In the case of dividing each functional module by corresponding functions, fig. 10 shows a schematic diagram of a possible structure of an apparatus for configuring an interface according to an embodiment of the present invention, as shown in fig. 10, the apparatus may include: a receiving module 30, a detecting module 31 and a configuration module 32. The receiving module 30 may be configured to support the apparatus to perform S106 and S117 performed by the first apparatus in the above method embodiment; or S102, S115, and S112' performed by the second device; or S112 performed by the third device; the detection module 31 may be configured to support the apparatus to perform S107 and S108 performed by the first apparatus in the above method embodiment; or S103 performed by the second device; the configuration module 32 may be configured to support the apparatus to perform S109 and S113 performed by the first apparatus in the above method embodiment. Optionally, in conjunction with fig. 10, as shown in fig. 11, the apparatus may further include a sending module 33 and a generating module 34. The sending module 33 may be configured to support the apparatus to perform S101, S111, S114, and S111' performed by the first apparatus in the foregoing method embodiment; or S105 and S116 performed by the second device; the generating module 34 may be configured to support the apparatus to perform S110 and S110' performed by the first apparatus in the above method embodiments; or S104 performed by the second device. All relevant contents of each step related to the above method embodiment may be referred to the functional description of the corresponding functional module, and are not described herein again.

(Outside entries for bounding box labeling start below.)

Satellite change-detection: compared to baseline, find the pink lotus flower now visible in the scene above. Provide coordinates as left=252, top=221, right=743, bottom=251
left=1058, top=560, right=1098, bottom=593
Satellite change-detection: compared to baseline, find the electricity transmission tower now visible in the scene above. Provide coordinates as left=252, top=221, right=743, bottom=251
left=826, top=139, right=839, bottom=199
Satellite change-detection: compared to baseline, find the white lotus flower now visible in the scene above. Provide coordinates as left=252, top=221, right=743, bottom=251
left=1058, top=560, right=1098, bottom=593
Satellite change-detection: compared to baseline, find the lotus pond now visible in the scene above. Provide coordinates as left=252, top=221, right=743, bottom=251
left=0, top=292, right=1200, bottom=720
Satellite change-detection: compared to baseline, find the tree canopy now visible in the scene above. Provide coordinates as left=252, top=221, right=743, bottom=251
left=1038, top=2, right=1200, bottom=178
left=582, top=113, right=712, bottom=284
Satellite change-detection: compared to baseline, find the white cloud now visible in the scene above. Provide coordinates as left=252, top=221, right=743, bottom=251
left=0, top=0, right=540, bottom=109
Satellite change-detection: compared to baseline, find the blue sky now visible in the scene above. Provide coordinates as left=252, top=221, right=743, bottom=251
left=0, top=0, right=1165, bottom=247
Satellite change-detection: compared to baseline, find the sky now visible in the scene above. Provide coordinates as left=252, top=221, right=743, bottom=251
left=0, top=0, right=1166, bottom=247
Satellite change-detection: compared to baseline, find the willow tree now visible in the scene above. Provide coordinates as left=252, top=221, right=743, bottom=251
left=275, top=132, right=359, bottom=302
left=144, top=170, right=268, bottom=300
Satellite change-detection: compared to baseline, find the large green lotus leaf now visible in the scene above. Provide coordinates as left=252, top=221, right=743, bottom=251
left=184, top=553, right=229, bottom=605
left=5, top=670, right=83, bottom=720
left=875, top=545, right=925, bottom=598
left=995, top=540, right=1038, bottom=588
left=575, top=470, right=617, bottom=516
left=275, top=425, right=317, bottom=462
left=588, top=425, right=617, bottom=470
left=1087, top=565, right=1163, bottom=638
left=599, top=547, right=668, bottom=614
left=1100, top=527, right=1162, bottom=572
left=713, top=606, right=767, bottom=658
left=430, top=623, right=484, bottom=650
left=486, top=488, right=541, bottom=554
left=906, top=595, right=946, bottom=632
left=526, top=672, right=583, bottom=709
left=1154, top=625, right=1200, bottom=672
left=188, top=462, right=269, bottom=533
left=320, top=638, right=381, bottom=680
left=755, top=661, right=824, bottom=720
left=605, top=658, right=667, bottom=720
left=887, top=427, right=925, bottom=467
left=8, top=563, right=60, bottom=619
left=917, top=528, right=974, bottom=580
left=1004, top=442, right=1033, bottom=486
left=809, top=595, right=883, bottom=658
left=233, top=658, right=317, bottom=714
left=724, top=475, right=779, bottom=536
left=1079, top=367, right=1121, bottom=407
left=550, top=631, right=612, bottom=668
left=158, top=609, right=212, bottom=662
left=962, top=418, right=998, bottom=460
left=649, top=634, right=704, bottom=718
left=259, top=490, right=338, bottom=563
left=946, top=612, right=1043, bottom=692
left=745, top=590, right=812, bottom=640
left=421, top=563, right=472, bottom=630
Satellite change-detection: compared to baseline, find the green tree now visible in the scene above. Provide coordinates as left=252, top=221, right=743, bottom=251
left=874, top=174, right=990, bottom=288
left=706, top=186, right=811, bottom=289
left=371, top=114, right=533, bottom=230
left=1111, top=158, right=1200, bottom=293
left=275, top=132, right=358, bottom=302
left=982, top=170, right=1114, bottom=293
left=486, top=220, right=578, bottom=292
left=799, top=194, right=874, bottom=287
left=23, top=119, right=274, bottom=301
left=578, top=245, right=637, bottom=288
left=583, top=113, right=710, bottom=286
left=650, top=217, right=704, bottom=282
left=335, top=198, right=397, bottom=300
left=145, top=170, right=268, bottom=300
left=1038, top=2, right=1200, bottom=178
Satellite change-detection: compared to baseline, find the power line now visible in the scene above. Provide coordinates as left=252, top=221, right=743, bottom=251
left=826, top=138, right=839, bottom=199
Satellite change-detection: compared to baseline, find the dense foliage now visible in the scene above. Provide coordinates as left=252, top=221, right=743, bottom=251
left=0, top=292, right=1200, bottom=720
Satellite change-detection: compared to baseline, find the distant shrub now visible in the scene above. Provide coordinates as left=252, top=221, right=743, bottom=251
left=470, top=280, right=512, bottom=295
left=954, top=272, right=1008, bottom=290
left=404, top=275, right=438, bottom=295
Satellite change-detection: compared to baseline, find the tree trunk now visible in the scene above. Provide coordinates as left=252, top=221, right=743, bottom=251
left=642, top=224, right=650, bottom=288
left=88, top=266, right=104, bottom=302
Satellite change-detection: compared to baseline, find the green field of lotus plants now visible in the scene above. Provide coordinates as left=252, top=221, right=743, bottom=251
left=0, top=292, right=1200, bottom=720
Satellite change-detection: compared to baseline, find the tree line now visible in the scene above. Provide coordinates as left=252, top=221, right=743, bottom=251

Fig. 12 shows a schematic diagram of a possible configuration of the device for configuring an interface according to the above-described exemplary embodiment, in the case of an integrated unit. As shown in fig. 12, the apparatus may include: a processing module 40 and a communication module 41. The processing module 40 may be configured to control and manage the actions of the apparatus, for example, the processing module 40 may be configured to support the apparatus to perform S107, S108, S109, S113, S110 and S110' performed by the first apparatus in the above method embodiments; or S103 and S104 performed by the second device, and/or other processes for the techniques described herein. The communication module 41 may be configured to support communication between the apparatus and other apparatuses, for example, the communication module 41 may be configured to support the apparatus to perform S101, S106, S111, S114, S117, and S111' performed by the first apparatus in the above method embodiments; or S102, S105, S115, S116, and S112' performed by the second device; or S112 performed by the third device. Optionally, as shown in fig. 12, the apparatus may further include a storage module 42 for storing program codes and data of the apparatus.

The processing module 40 may be a processor or a controller (for example, the processor 20 shown in fig. 3), such as a Central Processing Unit (CPU), a general-purpose processor, a Digital Signal Processor (DSP), an application-specific integrated circuit (ASIC), a Field Programmable Gate Array (FPGA), or other programmable logic device, a transistor logic device, a hardware component, or any combination thereof. Which may implement or execute the various illustrative logical blocks, modules, and circuits described in connection with the embodiment disclosure. The processor described above may also be a combination of computing functions, e.g., comprising one or more microprocessors, DSPs and microprocessors, and the like. The communication module 41 may be a transceiver, a transceiver circuit, or a communication interface, etc. (e.g., the interface 220, the interface 221, the interface 222, and the interface 223 as described above in fig. 3). The storage module 42 may be a memory (e.g., may be the memory 21 described above with reference to fig. 3).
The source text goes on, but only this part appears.